Em junho do ano passado, a juíza Joana Ribeiro Zimmer, de Santa Catarina, perguntou a uma menina estuprada de 11 anos se ela “suportaria ficar mais um pouquinho” com a gestação, na tentativa de induzir a menina de levar a gravidez por mais tempo, ao invés de garantir o direito de realizar um aborto, como está garantido na lei às vítimas de abusos sexuais.
“Falar sobre aborto é falar sobre a autonomia das mulheres, maternidade não é um destino, mas uma escolha. A educação sexual é fundamental. Devemos conversar sobre sexo e contracepção abertamente nas escolas, nas igrejas e nas famílias. Se todos os homens sempre usassem preservativos, o aborto seria reduzido drasticamente. A responsabilidade dos homens contribuiria muito mais para a diminuição dos abortos no país do que a criminalização. Não se trata de uma discussão moralista de base religiosa e sim de uma política mais ampla de saúde pública”, defende Cláudia Gazola.
Uma dos argumentos utilizados por grupos, principalmente de fundamentação religiosa, que são contra a legalização do aborto seguro enquanto política pública é a questão da “defesa da vida”.
“Não existe consenso na ciência e nem entre as religiões. Legalizar o aborto implica o arbítrio do Estado frente um dilema ético. Como seres éticos e políticos, nós, mulheres feministas, defendemos legalizar o aborto sempre por livre decisão da mulher, nas seguintes condições: realizado com até a 12 semana de gestação; e até a 20ª semana de gravidez quando a gestação decorre de violência sexual, considerando o drama que é descobrir-se tardiamente grávida após um ato sexual forçado, com um criminoso e tendo legítima repulsa a esta situação; além do direito garantido a qualquer momento em casos de graves riscos à saúde e vida da mulher gestante. Nesta defesa, não reduzimos vida à vida biológica. Nossa opção é pela vida em plenitude já presente na mulher, em detrimento da vida em potencial que está sendo gestada em seu corpo”, detalha a arquiteta e integrante do Coletivo Leila Diniz em Natal.

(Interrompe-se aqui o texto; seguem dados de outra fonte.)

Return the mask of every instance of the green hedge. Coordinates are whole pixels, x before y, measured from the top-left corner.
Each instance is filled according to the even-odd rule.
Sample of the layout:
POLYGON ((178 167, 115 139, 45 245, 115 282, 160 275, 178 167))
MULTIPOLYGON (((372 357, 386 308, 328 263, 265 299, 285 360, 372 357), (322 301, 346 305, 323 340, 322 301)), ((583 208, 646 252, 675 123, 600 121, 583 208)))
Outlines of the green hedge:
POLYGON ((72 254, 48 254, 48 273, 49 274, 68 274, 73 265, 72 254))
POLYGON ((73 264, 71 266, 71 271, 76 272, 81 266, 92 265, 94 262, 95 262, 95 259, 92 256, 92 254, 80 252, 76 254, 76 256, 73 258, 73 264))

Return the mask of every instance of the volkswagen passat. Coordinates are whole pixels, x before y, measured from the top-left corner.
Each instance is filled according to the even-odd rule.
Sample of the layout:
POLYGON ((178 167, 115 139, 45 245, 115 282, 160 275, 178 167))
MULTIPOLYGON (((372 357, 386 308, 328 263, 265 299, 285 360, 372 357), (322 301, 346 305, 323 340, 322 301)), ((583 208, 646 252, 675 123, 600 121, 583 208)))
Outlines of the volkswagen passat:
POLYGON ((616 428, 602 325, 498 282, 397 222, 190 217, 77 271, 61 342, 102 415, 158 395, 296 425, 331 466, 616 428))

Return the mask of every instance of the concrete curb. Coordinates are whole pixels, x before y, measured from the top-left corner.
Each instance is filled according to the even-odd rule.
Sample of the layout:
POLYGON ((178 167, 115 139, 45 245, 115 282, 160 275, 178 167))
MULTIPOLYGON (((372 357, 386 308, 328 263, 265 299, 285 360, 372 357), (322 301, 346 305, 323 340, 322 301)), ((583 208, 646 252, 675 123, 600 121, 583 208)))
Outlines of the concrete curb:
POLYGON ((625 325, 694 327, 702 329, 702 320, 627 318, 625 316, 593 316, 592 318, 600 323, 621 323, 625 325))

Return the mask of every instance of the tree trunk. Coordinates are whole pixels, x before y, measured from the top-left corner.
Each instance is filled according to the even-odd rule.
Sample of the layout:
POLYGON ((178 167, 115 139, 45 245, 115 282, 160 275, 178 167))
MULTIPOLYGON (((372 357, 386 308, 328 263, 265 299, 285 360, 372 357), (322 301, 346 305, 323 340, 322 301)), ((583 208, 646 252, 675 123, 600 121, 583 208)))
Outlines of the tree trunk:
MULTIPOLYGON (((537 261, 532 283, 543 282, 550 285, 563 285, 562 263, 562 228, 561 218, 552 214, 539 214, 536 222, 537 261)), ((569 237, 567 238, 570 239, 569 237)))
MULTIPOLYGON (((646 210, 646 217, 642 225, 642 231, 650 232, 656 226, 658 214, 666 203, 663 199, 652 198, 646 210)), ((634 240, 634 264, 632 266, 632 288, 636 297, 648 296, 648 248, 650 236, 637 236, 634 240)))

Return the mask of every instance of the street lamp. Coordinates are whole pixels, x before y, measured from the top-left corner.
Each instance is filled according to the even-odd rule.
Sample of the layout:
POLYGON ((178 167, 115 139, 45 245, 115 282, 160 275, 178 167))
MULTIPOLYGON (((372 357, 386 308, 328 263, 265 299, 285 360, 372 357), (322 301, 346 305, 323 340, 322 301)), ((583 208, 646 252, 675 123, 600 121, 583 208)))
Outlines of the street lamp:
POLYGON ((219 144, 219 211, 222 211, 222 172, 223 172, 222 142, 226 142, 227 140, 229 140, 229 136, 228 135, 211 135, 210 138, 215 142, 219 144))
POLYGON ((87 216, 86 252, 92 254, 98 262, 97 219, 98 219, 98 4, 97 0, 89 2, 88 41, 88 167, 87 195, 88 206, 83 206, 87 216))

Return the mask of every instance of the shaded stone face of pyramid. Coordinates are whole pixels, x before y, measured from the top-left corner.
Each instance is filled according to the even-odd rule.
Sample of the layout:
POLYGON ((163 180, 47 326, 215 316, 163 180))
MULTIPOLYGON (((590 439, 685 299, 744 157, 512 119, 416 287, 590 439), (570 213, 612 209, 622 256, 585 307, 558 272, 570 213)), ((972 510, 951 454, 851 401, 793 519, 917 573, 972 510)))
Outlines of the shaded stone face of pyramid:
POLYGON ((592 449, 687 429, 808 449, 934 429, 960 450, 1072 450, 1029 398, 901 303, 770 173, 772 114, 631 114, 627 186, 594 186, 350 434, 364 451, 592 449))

Apesar do atual momento, com a chegada do presidente Lula à presidência da República e um novo direcionamento do debate público, o assunto ainda deve continuar sendo explorado de maneira demagógica.
“Não acredito que será fácil. O cenário aponta o recrudescimento do conservadorismo na política e na sociedade. Na atual conjuntura, onde o Estado brasileiro, há menos de um mês, ameaçou aprovar o estatuto do nascituro, esse debate é urgente! O controle sobre nossos corpos é constante. As mulheres precisam ter autonomia sobre seus corpos. A maternidade só é plena se voluntária, livre e desejada. A maternidade só é justa se compreendida como função social, pelo Estado, que tem a obrigação de assumir sua parte nesta responsabilidade garantindo políticas públicas universais com qualidade para que as mulheres vivenciem com bem-estar a gestação, o parto e o puerpério e a interrupção da gravidez. Nenhuma mulher deve ser impedida de ser mãe! Nenhuma mulher deve ser obrigada a ser mãe!”, conclui Cláudia Gazola.